The published results demonstrate measurement of brain signals with the stentrode that are quantitatively similar to measurements made by commercially available surface electrocorticography arrays implanted during open-brain surgery. Additionally, the study achieved chronic recordings in freely moving sheep for up to 190 days, indicating that implantation of the device could be safe for long-term use.

The research team is planning the first in-human trial of the stentrode in 2017 at the Royal Melbourne Hospital in Melbourne, Australia.

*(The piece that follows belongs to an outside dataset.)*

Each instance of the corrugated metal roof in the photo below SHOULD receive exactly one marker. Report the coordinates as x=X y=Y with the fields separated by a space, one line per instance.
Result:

The Nature Biotechnology article is authored by Thomas J. Oxley, Nicholas L. Opie, Sam E. John, Gil S. Rind, Stephen M. Ronayne, Tracey L. Wheeler, Jack W. Judy, Alan J. McDonald, Anthony Dornom, Timothy J.H. Lovell, Christopher Steward, David J. Garrett, Bradford A. Moffat, Elaine H. Lui, Nawaf Yassi, Bruce C.V. Campbell, Yan T. Wong, Kate E. Fox, Ewan S. Nurse, Iwan E. Bennett, Sébastien H. Bauquier, Kishan A. Liyanage, Nicole R. van der Nagel, Piero Perucca, Arman Ahnood, Katherine P. Gill, Bernard Yan, Leonid Churilov, Christopher R. French, Patricia M. Desmond, Malcolm K. Horne, Lynette Kiers, Steven Prawer, Stephen M. Davis, Anthony N. Burkitt, Peter J. Mitchell, David B. Grayden, Clive N. May, and Terence J. O'Brien.

Co-funding and support for the development of the stentrode and ensuing pre-clinical trials was provided by the U.S. Office of Naval Research Global.